Evidence-based interventions appear effective for poor and minority women
if they are given support to overcome barriers to care. The interventions
were moderately tailored for each ethnic population, providing care in Spanish
when appropriate, and using professionals sensitive to low-income and minority
populations. With these sensitivities, evidence-based treatment for depression
appears effective for diverse populations.
Results of this study suggest that medication interventions may be more
effective for low-income and minority women than are psychotherapy interventions.
More women engaged in a sufficient duration of guideline treatment with medications
compared with psychotherapy, and outcomes of care were more extensive and
robust for medications. The nurse practitioners may be more accustomed to
providing patient outreach than are psychotherapists. This finding could also
reflect the lower time demands on patients of taking medications vs attending
psychotherapy. Also, the results of psychotherapy may be slower to unfold.

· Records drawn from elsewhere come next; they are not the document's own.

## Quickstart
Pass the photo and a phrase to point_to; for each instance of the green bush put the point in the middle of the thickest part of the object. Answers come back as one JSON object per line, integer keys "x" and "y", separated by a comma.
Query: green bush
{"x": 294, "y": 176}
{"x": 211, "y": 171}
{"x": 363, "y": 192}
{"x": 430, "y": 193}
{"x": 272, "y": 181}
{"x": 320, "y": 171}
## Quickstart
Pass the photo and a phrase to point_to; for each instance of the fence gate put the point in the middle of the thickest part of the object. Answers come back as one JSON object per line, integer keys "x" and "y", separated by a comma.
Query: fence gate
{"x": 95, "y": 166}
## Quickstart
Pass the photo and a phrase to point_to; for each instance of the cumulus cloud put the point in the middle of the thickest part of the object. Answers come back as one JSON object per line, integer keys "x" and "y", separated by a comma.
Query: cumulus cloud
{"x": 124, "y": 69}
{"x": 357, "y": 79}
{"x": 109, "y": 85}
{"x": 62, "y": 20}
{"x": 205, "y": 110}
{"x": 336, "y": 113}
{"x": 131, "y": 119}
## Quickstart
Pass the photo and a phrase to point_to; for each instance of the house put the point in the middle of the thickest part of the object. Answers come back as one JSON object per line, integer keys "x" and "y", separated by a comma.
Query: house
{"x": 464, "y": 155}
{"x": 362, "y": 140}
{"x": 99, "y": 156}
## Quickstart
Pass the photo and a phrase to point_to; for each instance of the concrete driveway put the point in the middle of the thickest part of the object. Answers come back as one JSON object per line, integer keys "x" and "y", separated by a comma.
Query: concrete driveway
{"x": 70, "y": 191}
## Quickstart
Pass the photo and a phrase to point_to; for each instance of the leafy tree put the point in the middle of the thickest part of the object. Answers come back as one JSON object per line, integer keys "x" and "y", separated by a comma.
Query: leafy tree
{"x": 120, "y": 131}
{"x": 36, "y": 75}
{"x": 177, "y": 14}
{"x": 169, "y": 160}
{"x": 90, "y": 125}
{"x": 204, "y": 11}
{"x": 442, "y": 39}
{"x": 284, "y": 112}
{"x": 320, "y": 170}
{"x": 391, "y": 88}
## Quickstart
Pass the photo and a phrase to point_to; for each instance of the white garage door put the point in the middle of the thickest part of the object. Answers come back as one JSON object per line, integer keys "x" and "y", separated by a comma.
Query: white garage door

Several limitations of this study should be considered. First, all measures
were self-report, although the study measures have been used extensively in
previous depression studies. Second, our measure of PTSD appears to be influenced
by type of clinician completing the diagnosis. Nonetheless, presence of PTSD
did not appear to lessen the impact of depression care. Third, nearly half
of the women who screened positive for depression did not follow-up with diagnostic
interviews, and others claimed to no longer be depressed when interviewed
later. Thus, the extent to which this sample represents low-income young women
in general is not known. Fourth, all women in the study received monthly telephone
interviews to assess study outcomes. According to their self-reports, the
women experienced these calls as helpful. The impact of multiple contacts
for obtaining study measures could attenuate the results of the interventions
compared with community referral. Finally, the impact of evidence-based treatment
without the enhancements necessary to bring women to treatment cannot be determined
in this study.
We conclude that our interventions, including medications and psychotherapy
consistent with depression-treatment guidelines, are superior to community
referral for low socioeconomic status young women. The health policy implications
of this study are important. Engaging impoverished minority women in care
is demanding, but outcomes are clearly beneficial. Engaging women through
trusted providers could prove easier. Our results demonstrate that treating
depression in this population has clear advantages, both in terms of reducing
personal suffering and improving the ability of these young women to function.